エストシラント港の岸壁を離れる船があった。

イルメリア近衛艦隊である。

 

「おおっ!」

「その場で回っているぞ!?」

 

 商船の甲板で見物していた水夫たちから歓声が上がった。

 周囲に停泊する大型帆船と比べても、なお大きいその三隻は、警笛を鳴らしながら、曳船も使わずその場で一斉に向きを変えた。

 当然ではあるが、パーパルディアの水夫たちは、サイドスラスターを使った離岸など見たことがなかったのだ。

 

 

 

―コンタキオン艦橋

 コンタキオン艦長、ワルデン大佐が報告する。

「姫様、全艦エストシラント港より離脱、落伍艦なし!」

 

「ご苦労さま、ワルデン。

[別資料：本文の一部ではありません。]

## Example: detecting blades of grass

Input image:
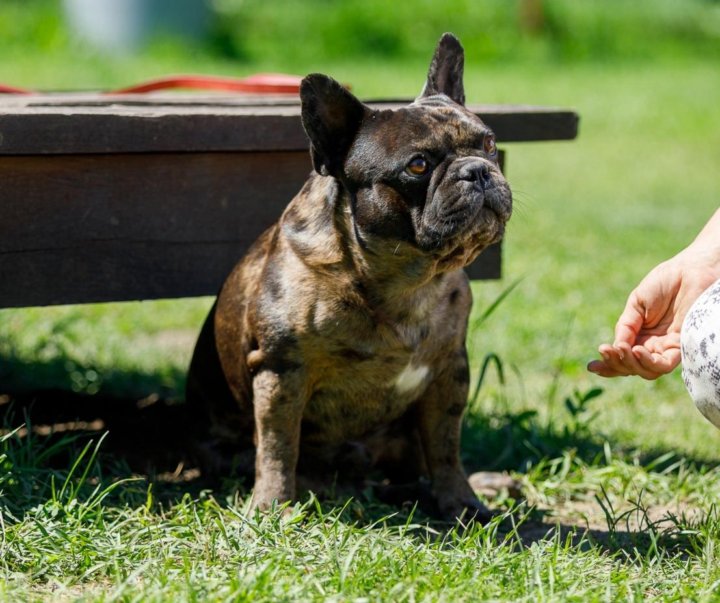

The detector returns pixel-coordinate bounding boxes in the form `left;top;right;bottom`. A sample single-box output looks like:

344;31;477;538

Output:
472;276;525;329
469;352;505;407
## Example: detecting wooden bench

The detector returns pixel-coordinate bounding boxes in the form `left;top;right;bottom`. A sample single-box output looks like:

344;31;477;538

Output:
0;94;578;307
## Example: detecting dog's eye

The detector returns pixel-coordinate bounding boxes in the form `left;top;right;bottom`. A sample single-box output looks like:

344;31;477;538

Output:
405;155;430;176
483;134;497;157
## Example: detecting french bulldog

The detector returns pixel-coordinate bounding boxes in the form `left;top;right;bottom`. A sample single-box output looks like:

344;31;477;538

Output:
187;34;512;521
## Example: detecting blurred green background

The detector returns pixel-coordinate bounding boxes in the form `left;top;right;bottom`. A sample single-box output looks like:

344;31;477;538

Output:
0;0;720;459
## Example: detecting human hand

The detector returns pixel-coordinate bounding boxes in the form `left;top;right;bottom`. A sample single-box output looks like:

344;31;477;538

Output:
587;239;720;379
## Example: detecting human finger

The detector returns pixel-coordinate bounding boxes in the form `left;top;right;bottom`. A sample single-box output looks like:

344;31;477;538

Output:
632;346;680;377
587;360;629;377
617;343;660;380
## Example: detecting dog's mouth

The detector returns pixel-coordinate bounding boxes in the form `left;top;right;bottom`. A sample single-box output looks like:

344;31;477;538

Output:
418;173;512;265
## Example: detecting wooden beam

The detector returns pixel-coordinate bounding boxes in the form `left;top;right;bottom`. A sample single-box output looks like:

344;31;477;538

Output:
0;95;578;155
0;149;500;307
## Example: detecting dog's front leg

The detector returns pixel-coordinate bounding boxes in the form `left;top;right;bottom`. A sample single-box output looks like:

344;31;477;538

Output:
418;348;491;522
252;370;305;510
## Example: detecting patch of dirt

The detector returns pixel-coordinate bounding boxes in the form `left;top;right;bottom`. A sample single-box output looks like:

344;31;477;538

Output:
0;390;195;481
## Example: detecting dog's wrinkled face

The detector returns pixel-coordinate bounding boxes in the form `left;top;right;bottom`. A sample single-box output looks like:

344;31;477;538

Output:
301;36;512;270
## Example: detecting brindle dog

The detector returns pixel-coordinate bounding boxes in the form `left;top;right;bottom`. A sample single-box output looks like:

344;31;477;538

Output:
187;34;512;520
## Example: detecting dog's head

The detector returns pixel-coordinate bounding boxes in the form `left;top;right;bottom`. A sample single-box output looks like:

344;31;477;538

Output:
300;34;512;271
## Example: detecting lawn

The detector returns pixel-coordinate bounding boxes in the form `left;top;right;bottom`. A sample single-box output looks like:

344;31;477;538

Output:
0;3;720;601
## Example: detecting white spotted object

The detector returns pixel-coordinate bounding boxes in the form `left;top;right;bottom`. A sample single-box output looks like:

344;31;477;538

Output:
394;363;430;394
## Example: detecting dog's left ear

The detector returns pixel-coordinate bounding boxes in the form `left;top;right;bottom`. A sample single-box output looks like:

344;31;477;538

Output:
300;73;369;176
420;33;465;105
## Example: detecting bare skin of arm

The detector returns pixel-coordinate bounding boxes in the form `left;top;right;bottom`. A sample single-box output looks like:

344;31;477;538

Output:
587;209;720;379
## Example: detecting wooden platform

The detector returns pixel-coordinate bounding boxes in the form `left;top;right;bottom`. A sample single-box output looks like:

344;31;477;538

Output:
0;94;578;307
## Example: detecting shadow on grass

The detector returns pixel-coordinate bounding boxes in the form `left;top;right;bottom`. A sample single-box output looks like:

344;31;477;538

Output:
0;375;708;559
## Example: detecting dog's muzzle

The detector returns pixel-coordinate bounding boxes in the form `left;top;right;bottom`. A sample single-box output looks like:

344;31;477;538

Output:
418;157;512;250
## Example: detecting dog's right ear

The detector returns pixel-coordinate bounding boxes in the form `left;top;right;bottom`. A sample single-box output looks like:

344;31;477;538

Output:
300;73;368;176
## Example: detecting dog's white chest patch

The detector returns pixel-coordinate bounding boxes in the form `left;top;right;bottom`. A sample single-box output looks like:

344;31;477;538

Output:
393;363;430;394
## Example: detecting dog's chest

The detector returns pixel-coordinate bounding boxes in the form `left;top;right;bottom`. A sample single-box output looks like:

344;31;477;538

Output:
296;320;437;442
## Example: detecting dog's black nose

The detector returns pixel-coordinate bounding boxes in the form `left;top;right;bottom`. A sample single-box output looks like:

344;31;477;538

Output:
459;160;490;189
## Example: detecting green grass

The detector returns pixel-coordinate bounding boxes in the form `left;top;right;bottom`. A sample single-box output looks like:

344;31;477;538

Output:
0;2;720;602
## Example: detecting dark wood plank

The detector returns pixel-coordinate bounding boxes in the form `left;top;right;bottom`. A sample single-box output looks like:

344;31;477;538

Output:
0;95;578;155
0;150;500;307
0;152;310;307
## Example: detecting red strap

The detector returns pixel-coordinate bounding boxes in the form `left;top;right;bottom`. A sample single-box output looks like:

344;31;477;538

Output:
0;73;302;95
106;73;302;94
0;84;32;94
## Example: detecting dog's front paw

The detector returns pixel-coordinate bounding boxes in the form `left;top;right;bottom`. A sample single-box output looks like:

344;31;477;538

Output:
436;480;493;525
250;480;295;511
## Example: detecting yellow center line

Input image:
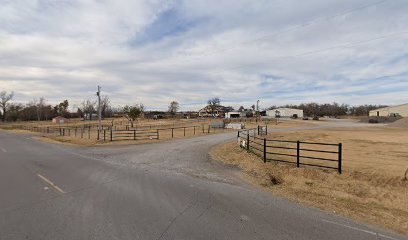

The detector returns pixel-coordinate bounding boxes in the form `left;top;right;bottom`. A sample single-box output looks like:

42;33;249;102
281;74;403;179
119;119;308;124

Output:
37;174;65;193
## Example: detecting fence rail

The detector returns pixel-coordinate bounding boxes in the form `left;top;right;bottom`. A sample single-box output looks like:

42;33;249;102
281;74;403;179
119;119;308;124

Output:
238;126;342;174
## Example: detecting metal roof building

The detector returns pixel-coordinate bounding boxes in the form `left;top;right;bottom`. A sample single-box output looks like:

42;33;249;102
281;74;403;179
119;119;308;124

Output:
369;103;408;117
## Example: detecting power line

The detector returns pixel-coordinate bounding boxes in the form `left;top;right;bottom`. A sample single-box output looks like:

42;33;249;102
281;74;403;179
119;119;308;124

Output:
206;31;408;74
175;0;388;59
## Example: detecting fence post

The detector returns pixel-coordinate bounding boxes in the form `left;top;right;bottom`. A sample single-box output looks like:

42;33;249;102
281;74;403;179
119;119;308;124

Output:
337;143;343;174
247;130;249;151
296;141;300;167
264;138;266;163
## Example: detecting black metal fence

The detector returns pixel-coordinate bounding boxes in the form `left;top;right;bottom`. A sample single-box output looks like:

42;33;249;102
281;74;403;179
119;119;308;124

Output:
238;127;342;174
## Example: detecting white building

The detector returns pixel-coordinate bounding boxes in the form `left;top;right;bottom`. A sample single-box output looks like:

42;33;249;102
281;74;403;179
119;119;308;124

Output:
370;103;408;117
225;111;241;118
266;108;303;118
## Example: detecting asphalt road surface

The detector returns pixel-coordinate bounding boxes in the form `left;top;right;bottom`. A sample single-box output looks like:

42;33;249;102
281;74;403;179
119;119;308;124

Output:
0;124;408;240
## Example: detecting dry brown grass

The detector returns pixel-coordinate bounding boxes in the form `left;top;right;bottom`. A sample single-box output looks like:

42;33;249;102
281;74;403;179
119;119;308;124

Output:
211;128;408;234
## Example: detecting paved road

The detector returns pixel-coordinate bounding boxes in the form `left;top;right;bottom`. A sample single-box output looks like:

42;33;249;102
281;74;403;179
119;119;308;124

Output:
0;125;408;240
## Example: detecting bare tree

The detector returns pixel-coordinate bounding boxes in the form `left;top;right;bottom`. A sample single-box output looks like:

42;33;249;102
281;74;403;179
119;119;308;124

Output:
207;97;221;116
0;91;14;122
122;104;144;128
169;101;180;117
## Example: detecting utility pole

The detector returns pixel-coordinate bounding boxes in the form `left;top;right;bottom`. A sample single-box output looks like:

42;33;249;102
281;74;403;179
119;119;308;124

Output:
256;99;259;122
96;85;102;131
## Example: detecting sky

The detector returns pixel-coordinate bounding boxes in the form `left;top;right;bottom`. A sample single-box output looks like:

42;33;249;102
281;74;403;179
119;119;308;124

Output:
0;0;408;110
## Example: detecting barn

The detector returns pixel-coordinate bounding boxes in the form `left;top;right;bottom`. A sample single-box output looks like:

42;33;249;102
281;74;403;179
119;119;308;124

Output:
369;103;408;117
266;108;303;118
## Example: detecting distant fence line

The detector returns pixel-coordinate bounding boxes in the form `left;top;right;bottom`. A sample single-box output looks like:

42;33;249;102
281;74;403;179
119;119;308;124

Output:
238;126;342;174
1;124;224;141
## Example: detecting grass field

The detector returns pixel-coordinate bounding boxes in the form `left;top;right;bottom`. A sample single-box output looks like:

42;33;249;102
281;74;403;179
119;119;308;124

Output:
211;127;408;234
0;118;310;146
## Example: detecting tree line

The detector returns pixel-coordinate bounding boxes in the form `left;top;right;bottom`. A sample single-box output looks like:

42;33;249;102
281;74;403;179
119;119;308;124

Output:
0;91;386;125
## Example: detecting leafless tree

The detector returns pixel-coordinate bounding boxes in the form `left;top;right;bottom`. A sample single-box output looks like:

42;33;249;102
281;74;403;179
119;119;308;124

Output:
122;103;144;128
0;91;14;122
169;101;180;116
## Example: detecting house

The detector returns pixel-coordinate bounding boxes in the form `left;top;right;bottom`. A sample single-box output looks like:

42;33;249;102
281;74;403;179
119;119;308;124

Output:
266;108;303;118
369;103;408;117
198;105;234;117
52;116;68;124
225;109;256;118
225;111;241;118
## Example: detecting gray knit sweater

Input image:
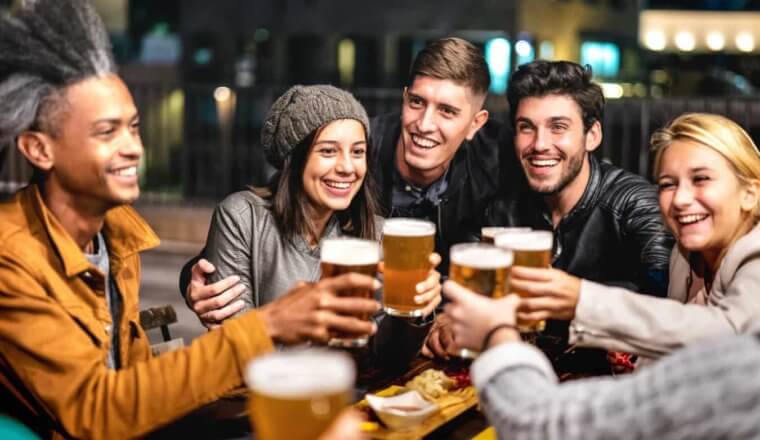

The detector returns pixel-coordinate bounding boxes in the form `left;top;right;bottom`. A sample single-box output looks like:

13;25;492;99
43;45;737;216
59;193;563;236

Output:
472;335;760;440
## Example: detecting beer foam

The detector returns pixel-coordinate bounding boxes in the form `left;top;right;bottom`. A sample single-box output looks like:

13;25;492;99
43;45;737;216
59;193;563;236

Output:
494;231;554;251
450;243;512;270
245;349;356;399
383;218;435;237
320;238;380;266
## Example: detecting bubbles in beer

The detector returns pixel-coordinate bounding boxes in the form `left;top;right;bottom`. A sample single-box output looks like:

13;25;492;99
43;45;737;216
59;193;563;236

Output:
450;245;512;270
320;238;380;266
495;231;554;251
245;349;356;399
383;218;435;237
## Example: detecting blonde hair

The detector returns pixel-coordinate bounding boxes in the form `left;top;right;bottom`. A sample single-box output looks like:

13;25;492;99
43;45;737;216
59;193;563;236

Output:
650;113;760;222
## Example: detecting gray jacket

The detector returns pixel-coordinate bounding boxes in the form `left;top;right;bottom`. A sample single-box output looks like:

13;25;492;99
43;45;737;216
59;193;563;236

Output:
203;191;432;368
570;225;760;358
472;334;760;440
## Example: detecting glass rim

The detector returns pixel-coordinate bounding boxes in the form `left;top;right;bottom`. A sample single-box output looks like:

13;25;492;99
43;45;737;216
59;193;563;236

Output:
383;217;436;237
494;230;554;251
449;242;514;270
245;347;356;399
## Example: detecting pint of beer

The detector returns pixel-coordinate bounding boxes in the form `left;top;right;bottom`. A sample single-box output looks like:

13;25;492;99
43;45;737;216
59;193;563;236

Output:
383;218;435;317
449;243;512;359
496;231;554;333
245;349;356;440
480;226;531;244
321;238;380;347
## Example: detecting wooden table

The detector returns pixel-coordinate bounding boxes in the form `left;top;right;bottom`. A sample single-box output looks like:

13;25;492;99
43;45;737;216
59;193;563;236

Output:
148;357;488;440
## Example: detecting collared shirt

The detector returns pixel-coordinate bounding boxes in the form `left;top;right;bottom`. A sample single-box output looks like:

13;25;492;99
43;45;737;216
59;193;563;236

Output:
391;167;449;223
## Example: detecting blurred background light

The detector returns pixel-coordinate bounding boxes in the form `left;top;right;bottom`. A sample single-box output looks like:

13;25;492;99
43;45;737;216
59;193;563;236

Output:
736;32;755;52
599;83;623;99
705;31;726;51
674;31;697;52
644;30;667;50
338;38;356;86
515;40;536;66
212;86;232;102
538;40;554;61
581;41;620;78
486;37;511;95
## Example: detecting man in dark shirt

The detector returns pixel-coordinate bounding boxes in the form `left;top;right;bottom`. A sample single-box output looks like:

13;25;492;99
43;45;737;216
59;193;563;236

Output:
428;60;673;374
180;38;503;325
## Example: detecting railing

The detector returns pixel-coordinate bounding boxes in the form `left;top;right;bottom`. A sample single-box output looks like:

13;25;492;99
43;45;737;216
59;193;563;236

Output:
0;83;760;201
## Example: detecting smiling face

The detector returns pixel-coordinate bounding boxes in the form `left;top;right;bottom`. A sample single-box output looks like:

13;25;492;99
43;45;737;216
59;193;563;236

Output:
303;119;367;215
657;140;757;264
43;75;143;213
515;95;601;197
396;76;488;186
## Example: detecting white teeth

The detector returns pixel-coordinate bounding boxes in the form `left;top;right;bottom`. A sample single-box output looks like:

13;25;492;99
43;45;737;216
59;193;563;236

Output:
676;214;707;225
530;159;559;167
111;167;137;177
412;135;438;148
324;180;351;189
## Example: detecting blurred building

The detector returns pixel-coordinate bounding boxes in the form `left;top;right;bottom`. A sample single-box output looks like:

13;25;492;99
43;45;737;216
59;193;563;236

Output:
639;0;760;96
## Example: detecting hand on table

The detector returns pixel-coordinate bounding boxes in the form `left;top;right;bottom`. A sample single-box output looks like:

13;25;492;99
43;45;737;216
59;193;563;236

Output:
319;408;369;440
185;258;245;329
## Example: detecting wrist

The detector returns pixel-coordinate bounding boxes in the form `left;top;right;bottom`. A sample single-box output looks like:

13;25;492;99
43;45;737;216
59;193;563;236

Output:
257;304;280;341
480;323;520;351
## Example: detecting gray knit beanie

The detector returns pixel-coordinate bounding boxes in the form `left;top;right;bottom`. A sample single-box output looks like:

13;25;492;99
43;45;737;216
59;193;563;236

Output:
261;85;369;170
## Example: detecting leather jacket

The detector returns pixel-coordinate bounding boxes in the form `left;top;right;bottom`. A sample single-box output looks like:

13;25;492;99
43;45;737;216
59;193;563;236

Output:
488;155;674;373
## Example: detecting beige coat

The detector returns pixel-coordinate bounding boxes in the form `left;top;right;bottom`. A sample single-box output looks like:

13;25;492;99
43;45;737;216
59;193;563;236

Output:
570;225;760;358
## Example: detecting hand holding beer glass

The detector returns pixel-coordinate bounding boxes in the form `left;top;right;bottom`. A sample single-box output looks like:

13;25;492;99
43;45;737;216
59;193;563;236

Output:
383;218;435;318
320;238;380;347
245;349;356;440
496;231;554;333
449;243;512;359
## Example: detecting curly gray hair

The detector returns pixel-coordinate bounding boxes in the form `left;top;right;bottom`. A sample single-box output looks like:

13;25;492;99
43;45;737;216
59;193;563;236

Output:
0;0;116;151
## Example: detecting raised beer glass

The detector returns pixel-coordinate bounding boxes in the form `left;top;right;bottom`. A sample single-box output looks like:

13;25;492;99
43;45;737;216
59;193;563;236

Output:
496;231;554;333
480;226;531;244
245;348;356;440
383;218;435;318
449;243;512;359
320;238;380;347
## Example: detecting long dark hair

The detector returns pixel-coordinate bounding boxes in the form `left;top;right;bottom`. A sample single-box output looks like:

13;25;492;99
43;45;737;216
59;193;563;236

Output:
253;121;379;240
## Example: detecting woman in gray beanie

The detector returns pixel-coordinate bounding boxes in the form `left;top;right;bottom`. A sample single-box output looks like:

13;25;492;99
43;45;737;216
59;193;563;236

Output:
187;85;441;360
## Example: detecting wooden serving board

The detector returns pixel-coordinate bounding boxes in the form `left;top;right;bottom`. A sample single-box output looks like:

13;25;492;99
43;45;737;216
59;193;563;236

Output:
354;385;478;440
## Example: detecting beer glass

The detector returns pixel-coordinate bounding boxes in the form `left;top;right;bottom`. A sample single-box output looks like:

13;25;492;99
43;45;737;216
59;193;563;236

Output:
383;218;435;317
480;226;531;244
496;231;554;333
449;243;512;359
245;348;356;440
320;238;380;347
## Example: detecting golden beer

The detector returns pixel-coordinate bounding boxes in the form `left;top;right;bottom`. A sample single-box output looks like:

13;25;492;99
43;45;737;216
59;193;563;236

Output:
320;238;380;347
480;226;531;244
449;243;512;359
246;349;356;440
383;218;435;317
496;231;554;333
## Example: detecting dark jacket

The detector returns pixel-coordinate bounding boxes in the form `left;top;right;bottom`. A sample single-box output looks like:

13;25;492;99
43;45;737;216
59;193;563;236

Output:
370;113;508;275
488;156;673;371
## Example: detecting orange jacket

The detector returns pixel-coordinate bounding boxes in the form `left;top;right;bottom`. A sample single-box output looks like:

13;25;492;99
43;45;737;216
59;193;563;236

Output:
0;185;272;439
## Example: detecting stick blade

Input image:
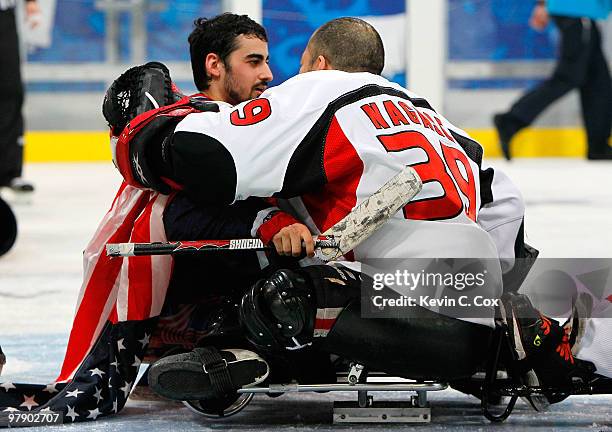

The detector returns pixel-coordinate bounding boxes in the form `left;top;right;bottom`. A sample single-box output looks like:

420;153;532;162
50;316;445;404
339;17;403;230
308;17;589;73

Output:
320;167;423;261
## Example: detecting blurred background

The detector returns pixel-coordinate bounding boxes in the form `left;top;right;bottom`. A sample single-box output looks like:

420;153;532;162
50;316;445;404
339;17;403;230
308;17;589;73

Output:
13;0;612;162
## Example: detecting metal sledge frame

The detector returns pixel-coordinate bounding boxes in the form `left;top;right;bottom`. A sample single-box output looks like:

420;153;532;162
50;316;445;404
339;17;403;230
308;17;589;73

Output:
184;323;612;423
183;363;448;423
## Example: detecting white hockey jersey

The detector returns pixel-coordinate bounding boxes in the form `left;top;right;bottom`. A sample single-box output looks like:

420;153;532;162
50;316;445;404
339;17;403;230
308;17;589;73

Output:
172;71;497;259
171;71;510;324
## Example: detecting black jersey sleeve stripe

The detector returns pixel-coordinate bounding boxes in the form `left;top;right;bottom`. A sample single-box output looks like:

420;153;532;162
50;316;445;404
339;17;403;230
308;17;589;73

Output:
171;131;237;204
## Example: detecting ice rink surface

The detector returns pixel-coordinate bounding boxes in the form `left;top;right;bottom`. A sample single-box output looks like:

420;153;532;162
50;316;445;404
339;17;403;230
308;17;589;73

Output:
0;159;612;432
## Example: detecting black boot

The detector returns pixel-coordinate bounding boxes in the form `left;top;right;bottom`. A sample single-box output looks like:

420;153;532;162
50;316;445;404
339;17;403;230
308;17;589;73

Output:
148;347;270;405
501;293;595;411
587;147;612;160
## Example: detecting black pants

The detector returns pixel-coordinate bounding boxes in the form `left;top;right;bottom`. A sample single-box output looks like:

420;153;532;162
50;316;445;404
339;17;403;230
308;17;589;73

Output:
510;16;612;153
0;8;23;186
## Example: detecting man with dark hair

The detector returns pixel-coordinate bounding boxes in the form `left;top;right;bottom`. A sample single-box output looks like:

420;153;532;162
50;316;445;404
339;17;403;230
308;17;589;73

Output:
300;17;385;75
0;14;313;421
119;19;604;414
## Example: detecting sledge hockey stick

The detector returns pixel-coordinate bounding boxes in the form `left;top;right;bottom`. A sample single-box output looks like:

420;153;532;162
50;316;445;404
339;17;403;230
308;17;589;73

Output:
106;167;423;261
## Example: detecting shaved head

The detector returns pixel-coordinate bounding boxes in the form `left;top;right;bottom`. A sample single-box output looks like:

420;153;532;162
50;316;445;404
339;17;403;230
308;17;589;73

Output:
303;17;385;75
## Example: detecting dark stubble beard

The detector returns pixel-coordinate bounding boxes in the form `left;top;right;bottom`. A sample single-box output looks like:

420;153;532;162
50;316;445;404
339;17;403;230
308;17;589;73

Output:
223;65;250;105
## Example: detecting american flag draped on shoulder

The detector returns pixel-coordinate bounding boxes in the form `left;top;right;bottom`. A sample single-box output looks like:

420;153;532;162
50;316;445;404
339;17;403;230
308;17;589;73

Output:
0;183;173;422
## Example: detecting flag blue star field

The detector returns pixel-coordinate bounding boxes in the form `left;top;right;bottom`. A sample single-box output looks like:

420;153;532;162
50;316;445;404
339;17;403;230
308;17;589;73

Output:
0;183;172;422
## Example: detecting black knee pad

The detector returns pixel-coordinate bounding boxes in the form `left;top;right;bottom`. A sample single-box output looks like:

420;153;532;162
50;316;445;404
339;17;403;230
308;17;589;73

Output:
240;270;315;351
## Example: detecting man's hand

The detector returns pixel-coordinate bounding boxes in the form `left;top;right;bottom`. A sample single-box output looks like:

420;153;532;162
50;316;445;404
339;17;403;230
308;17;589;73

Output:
529;4;550;31
272;223;314;257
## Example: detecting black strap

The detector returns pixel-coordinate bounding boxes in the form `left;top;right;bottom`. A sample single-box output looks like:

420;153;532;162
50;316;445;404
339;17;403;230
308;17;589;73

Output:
195;347;236;395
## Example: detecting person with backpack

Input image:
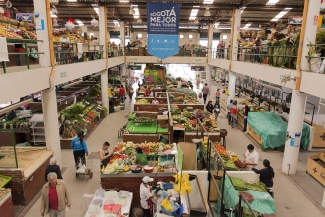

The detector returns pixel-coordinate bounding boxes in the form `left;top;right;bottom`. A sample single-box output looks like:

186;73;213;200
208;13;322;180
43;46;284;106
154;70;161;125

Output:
71;132;88;170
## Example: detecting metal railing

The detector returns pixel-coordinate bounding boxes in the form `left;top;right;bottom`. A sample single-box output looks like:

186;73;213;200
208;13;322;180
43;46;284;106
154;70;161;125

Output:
53;42;104;65
233;45;298;69
1;38;44;73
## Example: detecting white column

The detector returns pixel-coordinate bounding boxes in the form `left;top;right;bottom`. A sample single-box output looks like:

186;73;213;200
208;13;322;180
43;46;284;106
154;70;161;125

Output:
227;71;236;105
99;7;109;110
207;23;213;57
301;0;321;71
34;0;62;166
282;90;307;174
120;21;125;47
229;9;241;63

パーパルディアのお土産を買う時間がなかったのが残念ですわ」

 心底残念そうに言うユリア。

 今回の"外遊"の意味を分かっているのかどうなのか、非常に疑わしいところである。

 

「お土産と仰いましても、あまり良いものはないかと‥」

 返答するワルデン。

 コンタキオンを任されるということは、名誉であると同時に、皇女殿下に振り回されるのと同意義である。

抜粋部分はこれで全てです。